両手を前にして魔力壁を作った……いや、『あのマオ』が両手?
次の瞬間。
爆発では無い衝撃が一気に襲い掛かって、俺たちは後方に吹き飛ばされた。
☆
目を開けると教会の半分が無くなっていた。俺は教会の外に投げ出されて、積もっていた雪に埋もれていた。
無意識に背中のパティを下敷きにしないように体制を変えていたみたいで、俺に抱き着く形でパティがいた。
「パティ、大丈夫?」
「はっ、大丈夫です。
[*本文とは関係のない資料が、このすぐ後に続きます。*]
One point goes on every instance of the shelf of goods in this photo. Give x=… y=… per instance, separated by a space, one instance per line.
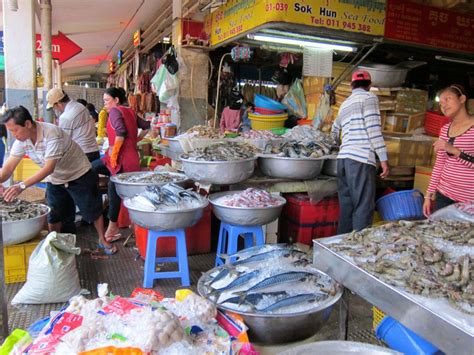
x=447 y=330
それよりも!」
俺から離れるように立つパティ。俺も一緒に立ち上がると、正面にはパムレが立っていた。
教会の半分は跡形もないほどの威力から守ってくれたパムレ。流石と言うべきか……。
「……リエン、誉め言葉はいらない。それよりもヤバイのが前にいる。ぐふっ!」
「パムレ!?」
パムレは口から血を出していた。え、あのパムレが?
『邪魔な魔力がようやくワシの体から消え去ったか』
重低音の声。正面を見ると先ほどの巨大な怪物よりもさらに大きな存在があった。
翼が生え、二本の角があり、手足がある。本でしか見たことが無い存在。言葉だけは存在する概念。『龍』が目の前であくびをしていた。